What is an employee retention strategy?
Employee retention strategy
An employee retention strategy is any method a business uses to decrease turnover rate & increase new long-term hires.
Any method a business uses to decrease its staff turnover rate and increase the percentage of new hires that stay with the company long-term can be considered an employee retention strategy. These strategies are specifically implemented to minimize the impact of attrition and maximize talent retention.
Common employee retention strategies usually involve increasing salaries, fostering a more positive culture, improving standard benefits, providing additional or atypical benefits, improving work-life balance, or any combination of these.
It’s no secret that the job market has changed drastically over the last few years. Between the COVID-19 pandemic, the proliferation of remote and hybrid work, and ongoing inflation, the way employees view and relate to their jobs is very different than it used to be. Because of these changes, many businesses have been struggling with high turnover rates and are now looking to improve their employee retention.
The benefits of employee retention strategies
Lower onboarding costs
Perhaps at the forefront of most businesses’ drive for better employee retention is the staggering cost associated with high turnover rates and employee attrition. When an employee leaves their position and needs to be replaced, a company has to invest massive amounts of resources into filling that role.
Hiring a new employee means spending money on advertising and outreach, hours from leaders’ workdays to review applications and conduct interviews, and days or weeks with HR and new hires doing onboarding.
These are all crucial steps, and they’re well worth investing in, but they can be a serious drain on a business’s budget when turnover rates are high. In many cases, it’s better for a company to simply not have to go through these processes by maintaining high employee satisfaction and retention. With an effective employee retention strategy, a business can make more productive use of the funds and work hours that would otherwise be dedicated to recruiting, hiring, and onboarding for recently vacated roles.
Future-proofing
As much as effective employee retention strategies are about keeping good employees, they’re also about growing and improving the business as a whole. High employee retention over the course of a decade or more means that a company has a higher density of workers who intimately know the business’s operations, tactics, goals, and culture. This means more people invested in the mission and more potential to expand the business’s vision into the future.
Skill-building
Some particularly innovative employee retention strategies involve cross-training and skill-building outside of an employee's immediate responsibilities. While this might seem like a distraction from a given employee’s day-to-day work, it ultimately results in a better employee and a stronger organization.
After all, a more skilled, more diverse workforce leads to better outcomes. By training employees in different departments and encouraging them to explore skills not directly related to their duties, a business can ensure that its staff is always prepared for change and innovation.
What are the best employee retention strategies?
Reward loyalty
Right now, employees are often not sufficiently rewarded for loyalty. Many businesses offer stagnant or slow-growing wages, resulting in lower salaries for long-term employees than what other companies are offering to new hires. This means that the best way for an individual to increase their income is to switch jobs.
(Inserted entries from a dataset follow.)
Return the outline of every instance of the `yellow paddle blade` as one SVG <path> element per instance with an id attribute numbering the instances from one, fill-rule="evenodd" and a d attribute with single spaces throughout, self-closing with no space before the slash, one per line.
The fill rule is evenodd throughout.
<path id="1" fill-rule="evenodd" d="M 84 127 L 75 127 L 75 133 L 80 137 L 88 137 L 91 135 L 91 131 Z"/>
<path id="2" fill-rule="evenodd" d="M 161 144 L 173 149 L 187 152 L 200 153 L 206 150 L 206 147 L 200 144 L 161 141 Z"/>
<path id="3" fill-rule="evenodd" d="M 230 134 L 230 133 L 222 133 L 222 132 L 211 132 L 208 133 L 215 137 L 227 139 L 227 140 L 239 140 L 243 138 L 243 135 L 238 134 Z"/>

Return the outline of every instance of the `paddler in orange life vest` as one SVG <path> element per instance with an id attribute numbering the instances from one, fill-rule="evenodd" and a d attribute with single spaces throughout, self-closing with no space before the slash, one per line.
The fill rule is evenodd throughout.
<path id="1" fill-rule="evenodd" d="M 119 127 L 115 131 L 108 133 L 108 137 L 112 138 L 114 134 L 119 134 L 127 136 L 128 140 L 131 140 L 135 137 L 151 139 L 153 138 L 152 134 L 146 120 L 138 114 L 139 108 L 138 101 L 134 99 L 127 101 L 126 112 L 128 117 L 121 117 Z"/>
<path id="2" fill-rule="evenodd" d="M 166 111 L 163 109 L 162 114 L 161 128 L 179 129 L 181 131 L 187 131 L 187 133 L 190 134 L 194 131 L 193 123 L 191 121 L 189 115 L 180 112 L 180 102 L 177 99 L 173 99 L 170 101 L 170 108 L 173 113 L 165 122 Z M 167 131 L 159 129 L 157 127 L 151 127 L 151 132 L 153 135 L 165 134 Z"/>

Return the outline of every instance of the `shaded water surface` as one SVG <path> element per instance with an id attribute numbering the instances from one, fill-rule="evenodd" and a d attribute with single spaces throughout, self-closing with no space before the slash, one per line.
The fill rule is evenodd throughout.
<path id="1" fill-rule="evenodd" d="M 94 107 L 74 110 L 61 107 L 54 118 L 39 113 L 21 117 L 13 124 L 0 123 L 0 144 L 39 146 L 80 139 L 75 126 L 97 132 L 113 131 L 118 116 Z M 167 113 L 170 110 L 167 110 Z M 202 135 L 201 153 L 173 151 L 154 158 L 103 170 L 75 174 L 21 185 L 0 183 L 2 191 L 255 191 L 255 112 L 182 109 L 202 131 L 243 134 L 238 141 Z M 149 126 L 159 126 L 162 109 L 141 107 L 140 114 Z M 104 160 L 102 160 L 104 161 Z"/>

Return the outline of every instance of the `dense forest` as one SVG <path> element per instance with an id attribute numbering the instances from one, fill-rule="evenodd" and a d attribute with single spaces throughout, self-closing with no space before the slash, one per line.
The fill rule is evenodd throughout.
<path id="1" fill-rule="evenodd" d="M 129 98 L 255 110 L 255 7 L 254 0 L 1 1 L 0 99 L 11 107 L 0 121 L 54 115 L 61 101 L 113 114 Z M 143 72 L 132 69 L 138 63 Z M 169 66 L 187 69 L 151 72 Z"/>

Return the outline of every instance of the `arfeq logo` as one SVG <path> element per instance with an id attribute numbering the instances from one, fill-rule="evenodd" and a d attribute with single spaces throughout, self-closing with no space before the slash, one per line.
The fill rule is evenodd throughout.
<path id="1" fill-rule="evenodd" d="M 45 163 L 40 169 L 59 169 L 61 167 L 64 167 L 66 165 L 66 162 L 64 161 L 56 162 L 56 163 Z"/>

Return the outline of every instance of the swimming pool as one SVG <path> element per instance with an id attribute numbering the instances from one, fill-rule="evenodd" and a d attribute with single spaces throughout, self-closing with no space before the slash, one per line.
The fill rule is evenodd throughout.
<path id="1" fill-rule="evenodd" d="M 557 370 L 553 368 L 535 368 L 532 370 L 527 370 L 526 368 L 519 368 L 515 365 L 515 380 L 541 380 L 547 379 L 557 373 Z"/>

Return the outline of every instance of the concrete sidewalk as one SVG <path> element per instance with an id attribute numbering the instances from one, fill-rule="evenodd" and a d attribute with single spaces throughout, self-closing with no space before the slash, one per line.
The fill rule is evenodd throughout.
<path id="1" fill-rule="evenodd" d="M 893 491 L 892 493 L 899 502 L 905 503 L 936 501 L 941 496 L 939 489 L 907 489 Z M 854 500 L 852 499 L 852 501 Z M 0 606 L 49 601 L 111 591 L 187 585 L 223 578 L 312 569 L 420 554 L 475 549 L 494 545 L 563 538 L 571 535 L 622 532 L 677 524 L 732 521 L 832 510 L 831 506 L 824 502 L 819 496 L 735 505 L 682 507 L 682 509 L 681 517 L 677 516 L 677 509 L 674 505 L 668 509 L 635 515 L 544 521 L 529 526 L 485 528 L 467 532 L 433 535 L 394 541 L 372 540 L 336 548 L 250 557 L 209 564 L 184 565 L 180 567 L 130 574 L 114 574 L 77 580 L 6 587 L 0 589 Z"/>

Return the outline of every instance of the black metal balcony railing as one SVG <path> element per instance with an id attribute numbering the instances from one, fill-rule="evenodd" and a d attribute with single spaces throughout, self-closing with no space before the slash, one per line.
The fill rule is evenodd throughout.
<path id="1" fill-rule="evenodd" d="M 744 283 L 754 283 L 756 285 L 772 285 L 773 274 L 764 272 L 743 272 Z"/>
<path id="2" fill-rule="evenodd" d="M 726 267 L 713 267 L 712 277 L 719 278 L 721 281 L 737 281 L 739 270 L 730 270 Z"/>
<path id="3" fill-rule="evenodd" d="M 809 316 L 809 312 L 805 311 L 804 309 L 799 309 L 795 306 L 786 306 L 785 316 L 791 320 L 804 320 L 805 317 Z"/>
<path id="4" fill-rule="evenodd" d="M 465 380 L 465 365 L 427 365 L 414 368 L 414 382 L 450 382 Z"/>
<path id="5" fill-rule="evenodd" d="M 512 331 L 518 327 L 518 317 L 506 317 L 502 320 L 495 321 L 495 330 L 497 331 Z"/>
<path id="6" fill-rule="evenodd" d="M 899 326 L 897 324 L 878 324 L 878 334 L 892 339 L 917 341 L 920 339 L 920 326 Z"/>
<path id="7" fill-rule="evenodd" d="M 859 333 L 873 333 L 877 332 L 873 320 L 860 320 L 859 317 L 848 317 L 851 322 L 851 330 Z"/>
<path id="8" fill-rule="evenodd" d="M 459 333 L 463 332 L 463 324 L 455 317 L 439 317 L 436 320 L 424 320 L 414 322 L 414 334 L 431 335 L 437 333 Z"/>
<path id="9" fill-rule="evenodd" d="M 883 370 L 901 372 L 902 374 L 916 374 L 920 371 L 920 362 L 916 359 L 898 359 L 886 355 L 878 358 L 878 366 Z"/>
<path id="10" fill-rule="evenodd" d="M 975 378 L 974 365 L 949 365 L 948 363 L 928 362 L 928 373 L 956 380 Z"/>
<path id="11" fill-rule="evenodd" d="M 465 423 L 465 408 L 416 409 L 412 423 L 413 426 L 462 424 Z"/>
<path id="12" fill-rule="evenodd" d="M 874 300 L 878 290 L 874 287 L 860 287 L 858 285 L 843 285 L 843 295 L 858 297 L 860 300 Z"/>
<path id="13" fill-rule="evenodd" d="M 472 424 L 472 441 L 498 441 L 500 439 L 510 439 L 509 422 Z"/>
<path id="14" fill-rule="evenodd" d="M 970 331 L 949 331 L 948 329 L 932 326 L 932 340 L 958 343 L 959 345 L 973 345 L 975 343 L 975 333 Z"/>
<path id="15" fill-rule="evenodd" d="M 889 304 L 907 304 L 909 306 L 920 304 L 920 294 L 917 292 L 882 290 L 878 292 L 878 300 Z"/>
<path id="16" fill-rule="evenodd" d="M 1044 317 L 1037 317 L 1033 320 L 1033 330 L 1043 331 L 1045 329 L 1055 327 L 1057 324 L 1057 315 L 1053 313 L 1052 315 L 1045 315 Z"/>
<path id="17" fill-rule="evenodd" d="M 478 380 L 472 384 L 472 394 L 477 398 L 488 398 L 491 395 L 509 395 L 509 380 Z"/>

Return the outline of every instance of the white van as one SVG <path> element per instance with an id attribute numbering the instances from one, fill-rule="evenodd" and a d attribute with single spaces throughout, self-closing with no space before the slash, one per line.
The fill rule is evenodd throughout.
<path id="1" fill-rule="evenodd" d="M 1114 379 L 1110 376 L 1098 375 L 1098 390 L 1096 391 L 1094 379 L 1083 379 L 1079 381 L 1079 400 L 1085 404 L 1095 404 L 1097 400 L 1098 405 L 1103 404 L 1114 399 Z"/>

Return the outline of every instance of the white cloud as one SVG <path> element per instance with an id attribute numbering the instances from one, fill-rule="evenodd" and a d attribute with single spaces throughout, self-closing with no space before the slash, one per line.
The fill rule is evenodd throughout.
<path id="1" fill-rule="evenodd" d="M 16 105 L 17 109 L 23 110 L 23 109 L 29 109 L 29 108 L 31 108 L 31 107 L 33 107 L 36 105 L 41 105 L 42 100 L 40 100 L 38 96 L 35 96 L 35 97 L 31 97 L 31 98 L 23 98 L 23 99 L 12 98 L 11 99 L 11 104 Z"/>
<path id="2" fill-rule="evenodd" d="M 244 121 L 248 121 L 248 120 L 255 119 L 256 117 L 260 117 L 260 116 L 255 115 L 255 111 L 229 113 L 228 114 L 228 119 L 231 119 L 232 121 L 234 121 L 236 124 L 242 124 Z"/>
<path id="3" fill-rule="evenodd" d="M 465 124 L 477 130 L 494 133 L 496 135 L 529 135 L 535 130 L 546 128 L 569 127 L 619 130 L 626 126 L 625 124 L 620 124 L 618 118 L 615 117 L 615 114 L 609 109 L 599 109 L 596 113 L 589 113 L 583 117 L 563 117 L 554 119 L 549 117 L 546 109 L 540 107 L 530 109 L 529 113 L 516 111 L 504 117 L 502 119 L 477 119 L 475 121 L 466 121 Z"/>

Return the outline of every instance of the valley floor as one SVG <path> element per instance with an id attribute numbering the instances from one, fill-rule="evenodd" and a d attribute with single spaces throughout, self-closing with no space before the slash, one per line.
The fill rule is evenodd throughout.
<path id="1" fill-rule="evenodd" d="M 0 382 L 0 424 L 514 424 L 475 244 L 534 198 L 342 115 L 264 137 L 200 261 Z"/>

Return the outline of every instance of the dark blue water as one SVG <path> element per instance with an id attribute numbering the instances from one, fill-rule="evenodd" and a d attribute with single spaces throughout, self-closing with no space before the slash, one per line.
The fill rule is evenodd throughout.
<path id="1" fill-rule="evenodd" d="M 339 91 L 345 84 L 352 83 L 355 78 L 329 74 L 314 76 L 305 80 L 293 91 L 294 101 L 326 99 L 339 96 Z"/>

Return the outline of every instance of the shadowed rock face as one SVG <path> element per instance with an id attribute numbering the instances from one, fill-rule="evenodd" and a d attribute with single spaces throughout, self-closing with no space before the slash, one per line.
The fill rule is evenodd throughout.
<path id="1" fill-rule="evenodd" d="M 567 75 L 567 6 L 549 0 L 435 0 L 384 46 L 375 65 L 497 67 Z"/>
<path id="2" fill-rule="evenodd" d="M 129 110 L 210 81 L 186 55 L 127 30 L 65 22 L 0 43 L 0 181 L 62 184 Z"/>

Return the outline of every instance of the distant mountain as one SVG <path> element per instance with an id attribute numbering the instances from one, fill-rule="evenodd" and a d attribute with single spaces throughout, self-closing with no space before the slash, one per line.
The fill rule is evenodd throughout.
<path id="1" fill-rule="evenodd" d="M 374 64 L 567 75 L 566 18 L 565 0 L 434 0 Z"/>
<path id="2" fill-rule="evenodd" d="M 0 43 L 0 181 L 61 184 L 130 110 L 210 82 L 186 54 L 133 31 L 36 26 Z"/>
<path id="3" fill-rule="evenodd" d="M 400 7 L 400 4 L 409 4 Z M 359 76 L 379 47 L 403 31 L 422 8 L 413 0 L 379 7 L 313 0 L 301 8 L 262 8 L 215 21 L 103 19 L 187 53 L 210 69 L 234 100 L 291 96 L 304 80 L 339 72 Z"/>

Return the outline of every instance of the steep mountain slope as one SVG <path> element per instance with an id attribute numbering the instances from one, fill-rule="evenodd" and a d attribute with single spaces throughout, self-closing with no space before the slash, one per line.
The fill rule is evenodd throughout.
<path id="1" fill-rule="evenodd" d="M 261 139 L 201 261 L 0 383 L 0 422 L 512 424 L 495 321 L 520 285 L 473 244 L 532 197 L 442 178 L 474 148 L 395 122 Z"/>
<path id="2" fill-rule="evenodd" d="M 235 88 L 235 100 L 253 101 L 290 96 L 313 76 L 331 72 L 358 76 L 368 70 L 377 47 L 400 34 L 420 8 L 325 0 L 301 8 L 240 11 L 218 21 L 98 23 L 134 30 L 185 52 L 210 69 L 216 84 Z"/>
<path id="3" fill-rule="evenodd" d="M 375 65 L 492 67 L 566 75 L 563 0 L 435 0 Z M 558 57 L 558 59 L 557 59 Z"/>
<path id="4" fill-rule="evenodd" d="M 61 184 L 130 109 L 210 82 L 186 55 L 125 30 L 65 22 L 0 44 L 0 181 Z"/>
Combating this type of attrition is simple. Businesses that want loyalty need to reward it by increasing wages. An employee will be much less likely to leave for a new position if they are properly compensated in their current position.
Businesses can accomplish this by offering frequent and substantial raises, bonuses, and cost-of-living adjustments. Likewise, businesses should be improving their benefits packages, helping pay off debts and loans, and extending benefits to spouses, partners, and dependents.
Offer career growth and experimentation
An employee who feels like they’re stagnating is unlikely to stay with a company for longer than they have to. Companies should counteract this by emphasizing career growth and experimentation. Those who want to move up the ladder should be shown how to achieve that goal, those who want to try something new should be allowed to experiment, and those who enjoy their position and work as-is should be allowed to continue their work and develop as they see fit.
Crucially, employees in all three categories should be made to feel important, valued, and respected. This type of security breeds innovation, and each type of employee plays a critical role in the structure and culture of a company.
Encourage movement between departments
Many employers hire with the assumption that an employee will stay in the department they're hired in. However, if an employee starts in one team but finds themselves called to another area of the business, this is still a win in terms of retention, and it will likely lead to a happier employee.
Likewise, managers who are skilled at identifying an employee’s strengths and directing them to the right department, team, or line of work can help streamline operations, improve morale, and build a strong reputation for the company. There are still costs associated with moving employees around in this way, but they are far lower and far less risky than those associated with onboarding new hires.